Java Forum / General / November 2005
HashSet performance
zero - 12 Nov 2005 16:00 GMT In a chess program I am working on I was using a HashSet to store objects of class Pattern, which contained a HashSet of Pieces. During execution there can be anywhere between 1 and several hundred thousand patterns in the Set. I was using Sets because there should be no duplicates of Pieces in a Pattern, and no duplicate Patterns in the set.
However, the first tests showed that the program was unacceptably slow, and quickly threw OutOfMemoryExceptions. I soon found that the bottleneck was the Set.add() method. I replaced each occurance of HashSet with ArrayList, adding my own code to keep duplicates out. The result is a lot faster (I can't give an estimate, but trust me it's *a lot*), and uses three times less memory...
My reason for picking Sets was simply the elimination of duplicates, and the constant time for add() sounded good too. Next time I'll think twice before using a HashSet.
John C. Bollinger - 13 Nov 2005 03:44 GMT > In a chess program I am working on I was using a HashSet to store objects > of class Pattern, which contained a HashSet of Pieces. During execution [quoted text clipped - 12 lines] > the constant time for add() sounded good too. Next time I'll think twice > before using a HashSet. You should always think carefully when choosing what type of object best suits your purpose.
With HashSets you need to appreciate that every add() requires the hash code of the new object to be computed, and may involve up to size() equals() comparisons. If you have objects whose hash codes and equals() methods are expensive, then storing large numbers of them in a HashSet may be prohibitively expensive. All Sets' equals() and hashCode() methods are based on their contents, and they can indeed be expensive for perverse or numerous elements.
With ArrayLists, on the other hand, neither a hash code nor any equals() comparisons need to be computed when a new element is added, but you don't get guaranteed uniqueness. It typically _is_ faster to add elements to an ArrayList than to a HashSet, but sometimes the guaranteed uniqueness that comes with a Set is very handy. And HashSet generally works nicely with elements that are suitable for it: those that have fast (and good) hashCode() and equals() methods.
 Signature John Bollinger jobollin@indiana.edu
Roedy Green - 13 Nov 2005 06:36 GMT On Sat, 12 Nov 2005 22:44:12 -0500, "John C. Bollinger" <jobollin@indiana.edu> wrote, quoted or indirectly quoted someone who said :
> If you have objects whose hash codes and equals() >methods are expensive, then storing large numbers of them in a HashSet >may be prohibitively expensive. hashCode methods are not necessarily expensive.

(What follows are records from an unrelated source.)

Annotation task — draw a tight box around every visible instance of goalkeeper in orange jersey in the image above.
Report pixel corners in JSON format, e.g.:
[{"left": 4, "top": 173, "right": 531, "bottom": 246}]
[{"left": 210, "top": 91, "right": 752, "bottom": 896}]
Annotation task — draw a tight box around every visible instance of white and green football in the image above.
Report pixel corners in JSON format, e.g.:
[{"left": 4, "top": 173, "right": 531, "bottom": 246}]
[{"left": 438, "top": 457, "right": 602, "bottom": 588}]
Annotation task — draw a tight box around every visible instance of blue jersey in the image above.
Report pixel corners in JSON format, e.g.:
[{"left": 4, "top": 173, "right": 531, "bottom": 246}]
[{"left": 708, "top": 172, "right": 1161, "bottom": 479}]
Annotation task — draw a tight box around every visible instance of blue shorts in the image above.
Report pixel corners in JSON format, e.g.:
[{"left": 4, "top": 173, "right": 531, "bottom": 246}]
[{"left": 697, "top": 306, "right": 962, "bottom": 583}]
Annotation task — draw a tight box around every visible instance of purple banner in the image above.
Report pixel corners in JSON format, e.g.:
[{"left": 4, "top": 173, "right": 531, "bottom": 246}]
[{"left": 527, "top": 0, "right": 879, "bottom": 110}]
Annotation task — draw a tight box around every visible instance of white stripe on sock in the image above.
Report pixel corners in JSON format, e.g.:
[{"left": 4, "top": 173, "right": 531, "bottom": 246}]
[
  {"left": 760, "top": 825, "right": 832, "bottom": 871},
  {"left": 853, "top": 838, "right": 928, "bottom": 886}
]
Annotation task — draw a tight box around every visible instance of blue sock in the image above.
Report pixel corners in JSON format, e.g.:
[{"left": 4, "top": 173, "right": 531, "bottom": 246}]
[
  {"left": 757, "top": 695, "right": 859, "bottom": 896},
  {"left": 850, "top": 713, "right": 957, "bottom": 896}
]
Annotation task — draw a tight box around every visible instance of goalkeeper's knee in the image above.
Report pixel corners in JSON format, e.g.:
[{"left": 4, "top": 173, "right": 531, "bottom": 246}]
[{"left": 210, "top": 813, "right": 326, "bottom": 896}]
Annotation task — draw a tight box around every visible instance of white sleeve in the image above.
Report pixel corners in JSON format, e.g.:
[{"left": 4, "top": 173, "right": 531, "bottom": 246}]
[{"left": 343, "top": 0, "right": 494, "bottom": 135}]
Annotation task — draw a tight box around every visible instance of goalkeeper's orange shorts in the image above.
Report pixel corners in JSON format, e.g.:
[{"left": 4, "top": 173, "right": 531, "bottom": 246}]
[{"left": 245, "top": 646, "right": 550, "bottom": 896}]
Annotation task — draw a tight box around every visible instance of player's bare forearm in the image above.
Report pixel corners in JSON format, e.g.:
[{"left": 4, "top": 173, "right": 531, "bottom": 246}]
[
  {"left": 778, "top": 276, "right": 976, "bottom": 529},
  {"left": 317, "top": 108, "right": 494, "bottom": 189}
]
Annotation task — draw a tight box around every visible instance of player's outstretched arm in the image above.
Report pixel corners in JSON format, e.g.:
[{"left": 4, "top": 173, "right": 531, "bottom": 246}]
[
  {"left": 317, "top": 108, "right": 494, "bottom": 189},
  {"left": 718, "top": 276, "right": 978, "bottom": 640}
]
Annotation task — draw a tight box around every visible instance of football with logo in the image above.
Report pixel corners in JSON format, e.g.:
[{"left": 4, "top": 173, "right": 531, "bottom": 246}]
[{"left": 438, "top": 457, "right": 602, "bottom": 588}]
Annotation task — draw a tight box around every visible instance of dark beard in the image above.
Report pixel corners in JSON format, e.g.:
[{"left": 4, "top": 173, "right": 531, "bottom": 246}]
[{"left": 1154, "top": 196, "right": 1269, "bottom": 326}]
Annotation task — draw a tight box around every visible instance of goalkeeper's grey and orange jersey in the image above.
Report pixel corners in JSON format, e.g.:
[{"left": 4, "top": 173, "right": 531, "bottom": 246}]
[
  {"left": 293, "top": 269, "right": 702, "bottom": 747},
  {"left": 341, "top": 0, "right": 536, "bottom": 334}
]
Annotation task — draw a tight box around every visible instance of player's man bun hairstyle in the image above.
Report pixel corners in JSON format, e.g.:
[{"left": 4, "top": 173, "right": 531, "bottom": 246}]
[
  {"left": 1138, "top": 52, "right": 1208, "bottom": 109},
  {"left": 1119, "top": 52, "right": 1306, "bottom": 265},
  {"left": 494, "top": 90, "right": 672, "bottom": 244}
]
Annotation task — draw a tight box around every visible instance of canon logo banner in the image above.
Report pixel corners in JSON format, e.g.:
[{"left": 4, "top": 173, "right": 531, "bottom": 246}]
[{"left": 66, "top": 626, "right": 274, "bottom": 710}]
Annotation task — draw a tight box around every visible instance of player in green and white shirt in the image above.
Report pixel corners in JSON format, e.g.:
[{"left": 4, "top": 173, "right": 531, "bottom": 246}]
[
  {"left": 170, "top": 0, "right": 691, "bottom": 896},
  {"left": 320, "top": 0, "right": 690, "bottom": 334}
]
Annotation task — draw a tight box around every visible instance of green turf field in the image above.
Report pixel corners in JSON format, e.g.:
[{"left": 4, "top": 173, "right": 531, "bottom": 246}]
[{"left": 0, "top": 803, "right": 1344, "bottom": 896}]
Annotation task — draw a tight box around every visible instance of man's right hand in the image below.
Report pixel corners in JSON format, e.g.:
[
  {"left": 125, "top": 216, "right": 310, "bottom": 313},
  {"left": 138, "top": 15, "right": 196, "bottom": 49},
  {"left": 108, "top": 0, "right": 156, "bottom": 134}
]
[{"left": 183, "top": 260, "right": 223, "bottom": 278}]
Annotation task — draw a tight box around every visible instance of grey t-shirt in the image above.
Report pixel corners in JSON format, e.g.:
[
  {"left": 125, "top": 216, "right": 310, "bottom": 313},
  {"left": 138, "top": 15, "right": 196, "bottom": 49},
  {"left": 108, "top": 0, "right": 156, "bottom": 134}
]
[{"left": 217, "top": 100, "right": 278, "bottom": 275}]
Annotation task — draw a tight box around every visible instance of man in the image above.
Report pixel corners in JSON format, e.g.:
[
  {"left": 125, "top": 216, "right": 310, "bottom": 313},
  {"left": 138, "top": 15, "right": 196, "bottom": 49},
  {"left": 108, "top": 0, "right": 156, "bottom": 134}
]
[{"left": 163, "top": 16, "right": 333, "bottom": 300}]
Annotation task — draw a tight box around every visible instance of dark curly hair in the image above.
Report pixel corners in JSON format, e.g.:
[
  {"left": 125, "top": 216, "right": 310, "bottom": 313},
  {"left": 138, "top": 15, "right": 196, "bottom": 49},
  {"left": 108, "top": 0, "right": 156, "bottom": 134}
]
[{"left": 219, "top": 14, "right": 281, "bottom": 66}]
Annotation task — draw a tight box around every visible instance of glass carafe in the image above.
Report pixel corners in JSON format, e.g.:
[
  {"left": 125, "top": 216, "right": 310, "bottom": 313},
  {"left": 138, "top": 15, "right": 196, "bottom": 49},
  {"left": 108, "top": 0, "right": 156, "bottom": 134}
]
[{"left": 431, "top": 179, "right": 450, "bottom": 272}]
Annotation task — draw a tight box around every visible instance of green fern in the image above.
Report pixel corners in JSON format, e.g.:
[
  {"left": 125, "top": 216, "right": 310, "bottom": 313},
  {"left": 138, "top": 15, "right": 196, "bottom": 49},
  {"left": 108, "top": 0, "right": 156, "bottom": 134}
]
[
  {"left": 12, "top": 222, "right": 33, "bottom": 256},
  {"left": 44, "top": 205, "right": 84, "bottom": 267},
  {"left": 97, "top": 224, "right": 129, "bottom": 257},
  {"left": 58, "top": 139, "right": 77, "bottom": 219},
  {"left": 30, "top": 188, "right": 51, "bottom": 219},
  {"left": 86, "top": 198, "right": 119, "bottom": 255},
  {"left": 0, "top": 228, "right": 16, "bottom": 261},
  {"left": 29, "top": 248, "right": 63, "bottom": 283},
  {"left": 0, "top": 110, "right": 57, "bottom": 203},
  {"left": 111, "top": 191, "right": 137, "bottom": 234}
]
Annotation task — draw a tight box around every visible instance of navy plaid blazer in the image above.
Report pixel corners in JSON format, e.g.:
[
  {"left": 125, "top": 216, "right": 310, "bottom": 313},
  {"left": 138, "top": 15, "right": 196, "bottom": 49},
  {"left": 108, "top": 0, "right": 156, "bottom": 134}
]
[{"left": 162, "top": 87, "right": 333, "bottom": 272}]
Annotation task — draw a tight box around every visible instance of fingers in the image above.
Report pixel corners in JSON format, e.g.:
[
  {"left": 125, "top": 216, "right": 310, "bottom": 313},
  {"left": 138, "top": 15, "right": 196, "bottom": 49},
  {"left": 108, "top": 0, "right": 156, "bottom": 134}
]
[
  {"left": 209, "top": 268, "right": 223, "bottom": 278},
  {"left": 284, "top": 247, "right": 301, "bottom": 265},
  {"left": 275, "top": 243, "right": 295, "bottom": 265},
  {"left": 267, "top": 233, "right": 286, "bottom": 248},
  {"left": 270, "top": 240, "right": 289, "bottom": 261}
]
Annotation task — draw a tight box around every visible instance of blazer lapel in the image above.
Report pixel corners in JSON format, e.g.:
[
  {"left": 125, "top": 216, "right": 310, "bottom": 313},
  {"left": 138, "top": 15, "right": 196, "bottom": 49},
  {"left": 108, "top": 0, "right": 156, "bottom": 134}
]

For example Color just returns the int value of the colour.
hashCode for String is quite expensive though it is cached so it is computed only once. But if you are not using interned strings, you will end up computing it for every lookup.
public int hashCode() { int h = hash; if (h == 0) { int off = offset; char val[] = value; int len = count;
for (int i = 0; i < len; i++) { h = 31*h + val[off++]; } hash = h; } return h; }
 Signature Canadian Mind Products, Roedy Green. http://mindprod.com Java custom programming, consulting and coaching.
zero - 13 Nov 2005 12:30 GMT > On Sat, 12 Nov 2005 22:44:12 -0500, "John C. Bollinger" > <jobollin@indiana.edu> wrote, quoted or indirectly quoted someone who [quoted text clipped - 26 lines] > return h; > } I still use hashCode() and equals() to check if a certain objects is already in the ArrayList. I do this in my own code now, instead of letting the HashSet do it. However, in the hashCode() implementation I did change from using "pieces.toString().hashCode()" (where pieces was a HashSet) to a different algorithm (see code below). So that may be part of why it's so much faster now. I did not know computing the hashCode of a String was that expensive.
This is my new hash computation code:
toChar() returns a char, square.getRank() and square.getFile() return ints.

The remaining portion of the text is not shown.